Orang tua korban bahkan telah berusaha mencari keadilan atas anaknya ini hingga ke pos pengaduan masyarakat di kantor Balai Kota DKI Jakarta.
Meskipun telah melakukan banyak upaya, mereka merasa belum merasa yakin bahwa anaknya akan aman jika kembali lagi bersekolah.
Kasus ini menunjukkan bahwa pendidikan karakter yang hanya dilakukan di sekolah tanpa melibatkan orang tua dan lingkungan sekitar tidak akan efektif.
Dibutuhkan kerja sama semua pihak untuk menciptakan lingkungan yang kondusif bagi perkembangan karakter siswa.
Pengawasan dan Penegakan Aturan yang Lemah
Lemahnya pengawasan dan penegakan aturan juga menjadi kendala dalam pelaksanaan pendidikan karakter.

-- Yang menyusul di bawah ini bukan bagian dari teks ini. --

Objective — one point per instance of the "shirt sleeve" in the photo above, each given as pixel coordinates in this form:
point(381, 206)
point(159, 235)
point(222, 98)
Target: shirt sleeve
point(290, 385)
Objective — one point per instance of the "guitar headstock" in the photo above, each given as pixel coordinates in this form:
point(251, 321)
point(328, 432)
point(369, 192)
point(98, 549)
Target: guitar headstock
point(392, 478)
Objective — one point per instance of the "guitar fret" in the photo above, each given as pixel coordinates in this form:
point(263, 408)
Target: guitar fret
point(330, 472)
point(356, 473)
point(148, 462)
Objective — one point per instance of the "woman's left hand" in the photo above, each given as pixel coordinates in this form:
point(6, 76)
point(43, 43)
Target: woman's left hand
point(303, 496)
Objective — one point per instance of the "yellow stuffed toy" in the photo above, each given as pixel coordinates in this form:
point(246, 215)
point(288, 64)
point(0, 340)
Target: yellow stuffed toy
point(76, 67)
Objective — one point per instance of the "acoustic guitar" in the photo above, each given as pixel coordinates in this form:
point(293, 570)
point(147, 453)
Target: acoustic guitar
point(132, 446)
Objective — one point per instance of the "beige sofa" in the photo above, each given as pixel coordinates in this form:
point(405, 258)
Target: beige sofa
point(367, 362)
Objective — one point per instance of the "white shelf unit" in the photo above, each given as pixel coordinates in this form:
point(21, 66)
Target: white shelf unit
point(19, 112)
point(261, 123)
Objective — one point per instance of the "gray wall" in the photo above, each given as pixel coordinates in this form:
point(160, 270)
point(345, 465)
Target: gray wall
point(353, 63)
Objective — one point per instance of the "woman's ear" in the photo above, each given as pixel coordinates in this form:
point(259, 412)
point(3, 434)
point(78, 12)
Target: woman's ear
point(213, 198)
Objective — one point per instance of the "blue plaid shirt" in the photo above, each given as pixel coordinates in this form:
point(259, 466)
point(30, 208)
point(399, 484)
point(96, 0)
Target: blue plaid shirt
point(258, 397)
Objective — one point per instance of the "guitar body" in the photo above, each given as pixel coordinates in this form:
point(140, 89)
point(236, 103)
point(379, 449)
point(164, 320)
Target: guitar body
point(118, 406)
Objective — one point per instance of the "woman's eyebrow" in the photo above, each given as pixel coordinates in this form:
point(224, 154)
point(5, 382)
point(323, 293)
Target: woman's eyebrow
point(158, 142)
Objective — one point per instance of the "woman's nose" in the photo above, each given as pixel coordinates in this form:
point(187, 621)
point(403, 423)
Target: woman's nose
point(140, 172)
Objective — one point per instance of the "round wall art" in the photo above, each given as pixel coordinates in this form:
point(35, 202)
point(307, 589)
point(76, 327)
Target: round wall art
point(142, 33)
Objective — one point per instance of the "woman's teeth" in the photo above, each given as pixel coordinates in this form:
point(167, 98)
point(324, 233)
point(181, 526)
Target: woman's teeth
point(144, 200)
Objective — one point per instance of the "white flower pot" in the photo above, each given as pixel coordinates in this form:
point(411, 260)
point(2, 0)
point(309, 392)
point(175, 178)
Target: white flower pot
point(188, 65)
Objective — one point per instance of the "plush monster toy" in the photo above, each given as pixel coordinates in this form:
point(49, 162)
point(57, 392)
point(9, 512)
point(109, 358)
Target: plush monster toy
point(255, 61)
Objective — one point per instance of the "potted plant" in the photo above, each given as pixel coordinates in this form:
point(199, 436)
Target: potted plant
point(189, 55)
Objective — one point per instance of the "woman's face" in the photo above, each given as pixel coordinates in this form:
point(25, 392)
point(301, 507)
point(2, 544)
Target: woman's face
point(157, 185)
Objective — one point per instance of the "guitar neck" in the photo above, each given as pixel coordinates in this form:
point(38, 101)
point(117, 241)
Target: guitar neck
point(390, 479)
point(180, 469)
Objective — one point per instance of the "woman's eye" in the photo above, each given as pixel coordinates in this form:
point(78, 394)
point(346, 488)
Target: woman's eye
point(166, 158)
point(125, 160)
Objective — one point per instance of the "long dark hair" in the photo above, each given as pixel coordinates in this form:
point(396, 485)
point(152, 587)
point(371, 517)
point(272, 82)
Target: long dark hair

Banyak sekolah yang tidak memiliki mekanisme yang jelas untuk menangani kasus perundungan, sehingga kasus-kasus tersebut sering kali tidak terdeteksi atau tidak ditangani dengan serius.
Tidak jarang kasus-kasus perundungan ini terjadi dan dialami korban dalam waktu yang lama hingga bertahun-tahun, tanpa ada tindakan tegas dari pihak sekolah.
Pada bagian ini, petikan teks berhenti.